Siamo all’homo homini lupus, dunque. Da una parte, lo sfruttamento dei lavoratori; dall’altra, lo scatenamento di una guerra tra poveri subdolamente innescata dall’alto. È il quadro che emerge sin dal primo capitolo della trilogia, La legge del mercato (2015), storia del precario cinquantenne Thierry (Vincent Lindon) che, pur di garantire la sopravvivenza a sé e alla sua famiglia, dopo una serie di umiliazioni e promesse disattese, accetta di lavorare come vigilante in un centro commerciale, finendo per trasformarsi in aguzzino degli altri dipendenti. Per tale ragione, Thierry sarà ben presto preda di una profonda crisi di coscienza che lo condurrà a un bivio dinanzi al quale scegliere tra interesse personale ed etica.

Non meno cupo e pessimista della prima opera appare il secondo film della serie, In guerra (2018), in cui vengono rappresentate le lotte sindacali di un gruppo di lavoratori in odor di licenziamento, capeggiati da Laurent (Vincent Lindon). Rispetto al taglio personale e intimista de La legge del mercato, qui il cineasta francese mette in scena un racconto collettivo che, non dimenticando di illustrare le spaccature interne al sindacato stesso, rivela, sin dal titolo, un tono decisamente più antagonista e arrabbiato.

È senz’altro il film più politico ed engagé di una trilogia che si conclude con Un altro mondo (2021), in cui l’autore ribalta il punto di vista delle due opere precedenti affidando il ruolo del protagonista al manager Philippe (ancora una volta interpretato da Lindon), chiamato dalla proprietà dell’azienda da lui diretta a licenziare alcuni operai.
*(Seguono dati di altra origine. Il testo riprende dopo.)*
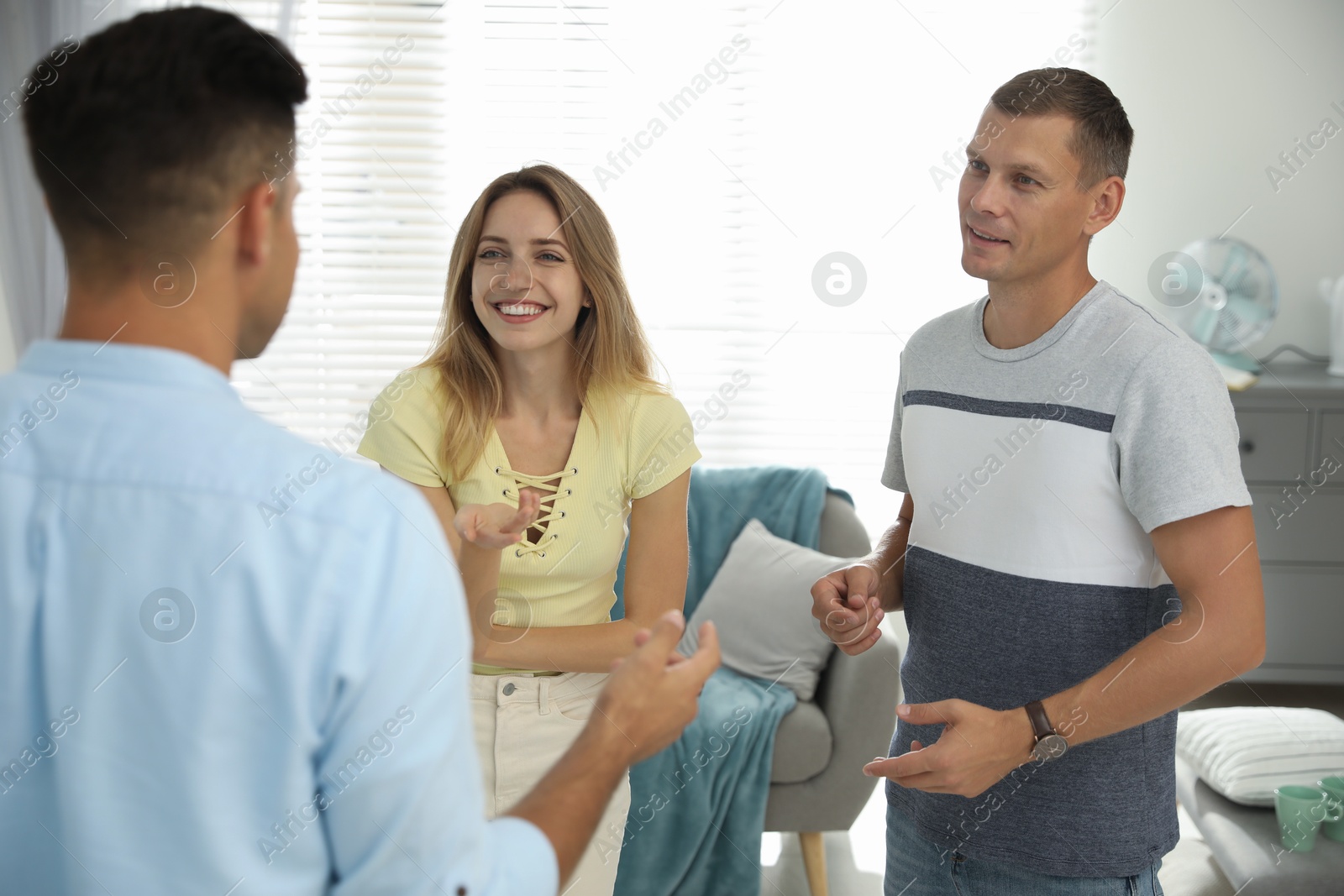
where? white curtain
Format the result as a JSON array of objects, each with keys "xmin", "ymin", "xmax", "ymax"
[{"xmin": 0, "ymin": 0, "xmax": 294, "ymax": 354}]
Il rovesciamento di campo è però solo apparente. L’illusione ottica è un mero strumento rivelatore: preso in mezzo tra le paure dei suoi lavoratori e le pretese dei proprietari, interessati soltanto ai numeri e alle performance, Philippe, una vita familiare devastata dal troppo lavoro, constaterà la propria impotenza, prendendo atto d’essere anch’egli strumento esangue di un apparato avido e soverchiante.

La trilogia di Brizé come denuncia e presa di coscienza

Lo sguardo di Brizé è diretto, duro, radicale. La ricerca di verità sottesa al suo cinema è urgenza autentica, indifferibile. Ne sono testimonianza l’uso concitato della camera a mano – sempre vicina ai protagonisti come a sorvegliarli, a proteggerli – il ricorso ad attori non professionisti e a dialoghi d’impronta naturalista. Sopra ogni cosa aleggia la figura di Vincent Lindon, attore feticcio di Brizé e vera e propria icona della serie. La sua incarnazione in tutti e tre i protagonisti non è soltanto atto di fiducia – peraltro splendidamente ripagato – del regista originario di Rennes, ma presenza metaforica. Identità fisica è identità di condizione; identità di condizione è identità di destino: che si tratti di manager o di operai, tutti sono assoggettati alla medesima, triste sorte.

Con la trilogia del lavoro, Brizé non propone un cinema tematicamente nuovo: Brizé propone un cinema necessario, esattamente com’è quello dei suoi diretti antesignani: Ken Loach, i fratelli Dardenne, il Laurent Cantet di Risorse umane (1999).

Nelle sue pellicole paiono riecheggiare le parole di Elio Petri: “Il cinema non è per un’élite, ma per le masse […] Io credo in un processo dialettico che debba cominciare tra le grandi masse attraverso i film e ogni altro mezzo possibile”. Sì, perché è innegabile che anche nel regista transalpino vi sia l’intento di non fermarsi alla mera rappresentazione della realtà. Ma di provocare attraverso di essa una reazione o  una presa di coscienza. Se è vero che tutti i suoi protagonisti, posti dinanzi alla propria impotenza rispetto alle logiche monstre della legge del mercato, non accettano di venirne soggiogati e di lasciarsi trasformare da individui in numeri. Ma decidono di compiere un ultimo, doveroso atto di ribellione attraverso cui, rimarcando la differenza tra umanità e disumanità, elevano a valore intangibile la propria dignità, che certamente ha un costo ma non un prezzo.